Agricultural and commerce groups celebrated a Supreme Court ruling on June 28 reducing the power of federal agencies in determining legal regulations against producers, businesses, various industries and farming operations.

Cooper david
Managing Editor / Progressive Cattle

The high court ruled 6-3 in favor of empowering the courts to interpret laws carried out by agencies in the executive branch such as the Environmental Protection Agency, U.S. Army Corps of Engineers or even the Department of Health and Human Services, rather than determine on their own how each agency applies expertise within the law.

While there were two cases before the court, Relentless Inc. v. Department of Commerce, and Loper Bright Enterprises v. Raimondo, the arguments amounted to a reversal of the landmark Chevron v. Natural Resources Defense Council decision from the court in 1984 – what’s known as the Chevron doctrine. Under that standard, if Congress has not specifically addressed a legal question or detail in regulatory policy, the agency had full authority under the courts to interpret that statute within a reasonable standard.

In a 35-page ruling, Chief Justice John Roberts called that deference to Chevron a direct violation of the Administrative Procedure Act (APA), a law that federal agencies follow in addition to instructions preset for the courts to review agency regulatory action. The APA, Roberts wrote, “makes clear that agency interpretations of statutes – like agency interpretations of the Constitution – are not entitled to deference. Under the APA, it thus remains the responsibility of the court to decide whether the law means what the agency says.”

Supporters of the Chevron standard said agencies with their scientific and research capabilities have the greatest ability to determine how agency policy is set and enforced. But Roberts said the rules of Congress and constitutional responsibilities set out for the courts also include the need to handle technical statutory questions.


“Perhaps most fundamentally, Chevron’s presumption is misguided because agencies have no special competence in resolving statutory ambiguities. Courts do,” Roberts wrote.

“The framers, as noted, anticipated that courts would often confront statutory ambiguities and expected that courts would resolve them by exercising independent legal judgment. And even Chevron itself reaffirmed that ‘[t]he judiciary is the final authority on issues of statutory construction’ and recognized that ‘in the absence of an administrative interpretation, it is ‘necessary’ for a court to ‘impose its own construction on the statute.’”

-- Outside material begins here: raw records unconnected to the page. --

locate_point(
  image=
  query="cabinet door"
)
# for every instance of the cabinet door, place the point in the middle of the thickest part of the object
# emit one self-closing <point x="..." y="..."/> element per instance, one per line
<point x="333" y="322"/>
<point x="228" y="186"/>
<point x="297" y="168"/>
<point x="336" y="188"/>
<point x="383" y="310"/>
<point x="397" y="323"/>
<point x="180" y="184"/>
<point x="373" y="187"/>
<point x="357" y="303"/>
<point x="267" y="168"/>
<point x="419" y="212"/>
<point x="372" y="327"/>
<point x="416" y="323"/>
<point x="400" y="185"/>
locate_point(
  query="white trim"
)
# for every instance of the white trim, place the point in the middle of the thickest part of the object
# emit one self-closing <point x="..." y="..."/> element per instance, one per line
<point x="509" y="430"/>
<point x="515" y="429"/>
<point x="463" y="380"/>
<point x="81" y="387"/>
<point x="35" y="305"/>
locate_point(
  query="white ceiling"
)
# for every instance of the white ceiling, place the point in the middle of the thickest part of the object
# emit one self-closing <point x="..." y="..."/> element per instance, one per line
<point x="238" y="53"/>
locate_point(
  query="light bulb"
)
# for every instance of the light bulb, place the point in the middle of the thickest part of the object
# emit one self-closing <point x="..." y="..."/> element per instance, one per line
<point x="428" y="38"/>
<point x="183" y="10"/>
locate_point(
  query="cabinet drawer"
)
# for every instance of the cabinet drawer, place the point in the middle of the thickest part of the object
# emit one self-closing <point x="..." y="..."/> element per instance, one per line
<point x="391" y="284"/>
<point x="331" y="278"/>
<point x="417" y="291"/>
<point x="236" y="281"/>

National Cattlemen's Beef Association (NCBA) President Mark Eisele was one of the officials applauding the reversal of Chevron, saying in a press statement that it restores regulatory authority back to Congress and the judicial branch.

“Our elected officials in Congress should be making our laws, not unelected bureaucrats at federal agencies,” said Eisele. “Cattle producers have experienced numerous instances of federal agencies enacting overreaching regulations on our farms and ranches, exceeding their authority granted by Congress. I am glad the Supreme Court is reining in these federal agencies and putting power back in the hands of those elected to represent us in Washington.”

“In the last four decades, Congress has ceded authority to unelected federal bureaucrats who make the regulations that impact farmers and ranchers every day,” said NCBA Chief Counsel Mary-Thomas Hart. “Long term, this decision will impact almost every regulation that NCBA has worked on. The decision puts Congress back in the driver’s seat for crafting policy, reins in the administrative state and strengthens accountability by ensuring that the people we elect are the ones crafting our nation’s laws.”

But in an expansive interview on the Beltway Beef podcast, Hart acknowledged that it will not be an easy transition to the duties of Congress. “I think there’s going to be some reluctance at the legislative branch to begin because you have a lot of people elected to Congress under this guise to fund administrative agencies. We have a Congress that isn’t used to taking a lot of tough votes, a lot of politically risky votes. There will be some growing pains I think within the legislative branch and on Capitol Hill.”